Kali ini dia tidak bertemu dengan wakil murid bermarga Lu yang cukup dikenalnya. Pria yang bertugas digantikan oleh seorang pria kekar dengan alis tebal dan mata besar.
Setelah memberi salam, Liu Ming langsung pergi ke lantai 3 dan langsung menuju lokasi buku-buku kuno ramuan.
Setelah mencari informasi, dia akhirnya menemukan pengantar rinci tentang pil pertarungan pedang yang dimurnikan Tetua Zhong Yi dalam sebuah buku kuno.
Ternyata pil pertarungan pedang ini adalah sejenis pil di zaman kuno. Bahan-bahan yang dibutuhkan sangat rumit, dan banyak di antaranya telah lama punah.
Menurut catatan, sangat sedikit orang yang dapat memurnikan ramuan semacam ini sejak zaman kuno. Sekarang hampir hilang. Hanya sekte-sekte besar seperti Sekte Taiqing yang memiliki sumber daya seperti itu dan hanya alkemis Negara Surgawi seperti Zhong Yi yang dapat menggunakannya.
Tetapi pil pertarungan pedang ini memang harta karun langka bagi kultivator pedang.
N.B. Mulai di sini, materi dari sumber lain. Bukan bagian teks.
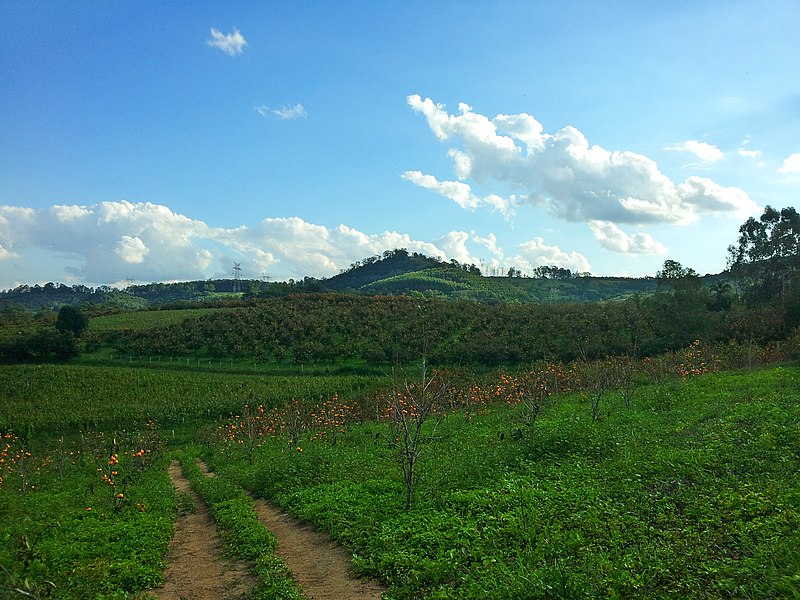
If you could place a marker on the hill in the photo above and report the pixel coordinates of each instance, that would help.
(394, 273)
Tanpa pil ini, jika kultivator pedang biasa ingin mengembangkan pedang terbang roh sejati menjadi bentuk Pedang Maru. Tidak hanya membutuhkan peluang besar, kesulitan dan bahayanya pun jauh lebih besar. Mereka yang benar-benar maju hanyalah 1 dari 100 orang.
Namun, Liu Ming lebih tergerak oleh kelangkaan pil pertarungan pedang ini.
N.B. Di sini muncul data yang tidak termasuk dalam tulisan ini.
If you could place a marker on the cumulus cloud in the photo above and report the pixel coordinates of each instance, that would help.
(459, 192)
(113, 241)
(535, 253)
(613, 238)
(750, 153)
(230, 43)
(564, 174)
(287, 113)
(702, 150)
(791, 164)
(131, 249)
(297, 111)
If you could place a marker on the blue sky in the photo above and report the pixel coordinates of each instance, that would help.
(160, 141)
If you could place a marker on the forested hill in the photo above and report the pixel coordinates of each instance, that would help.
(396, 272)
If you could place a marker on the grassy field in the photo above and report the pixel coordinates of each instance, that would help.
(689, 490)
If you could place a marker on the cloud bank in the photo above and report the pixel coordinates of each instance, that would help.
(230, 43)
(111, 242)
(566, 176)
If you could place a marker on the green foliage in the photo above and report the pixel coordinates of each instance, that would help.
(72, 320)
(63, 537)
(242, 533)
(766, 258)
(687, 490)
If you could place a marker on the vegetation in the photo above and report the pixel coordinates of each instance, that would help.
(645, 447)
Kemudian, ia dengan penuh semangat mencari buku-buku yang berkaitan dengan Istana Jiwa Pedang. Setelah menghabiskan lebih dari setengah hari, ia akhirnya menemukan beberapa buku di dalam sebuah kitab hitam tipis yang tidak mencolok.
Ternyata, Aula Jiwa Pedang ini adalah istana rahasia yang terbentuk akibat ledakan pedang spiritual setelah seorang kultivator pedang dari zaman kuno meninggal. Tempat ini dipenuhi dengan niat pedang.
Aula rahasia ini akhirnya ditemukan oleh leluhur Sekte Taiqing, dan mereka membawanya kembali ke Gunung Seribu Roh melalui kekuatan besar mereka sehingga dapat digunakan secara eksklusif oleh para kultivator pedang di sekte tersebut.
Pada awalnya, semua kultivator pedang di sekte tersebut dapat menggunakannya, tetapi kemudian ditemukan bahwa praktik ini menyebabkan Aula Jiwa Pedang terkonsumsi terlalu cepat. Jadi, aturannya diubah menjadi hanya murid inti, dan bahkan kemudian hanya murid esoterik yang dapat masuk.
Namun sekarang Liu Ming telah mendapat izin dari tetua agung Negara Surgawi, dia tentu saja bisa masuk sekali secara khusus.
Kupikir tetua agung akan memberinya 1 pil pertarungan pedang 🤔, tetapi bisa masuk ke Aula Jiwa Pedang juga merupakan kesempatan bagus baginya.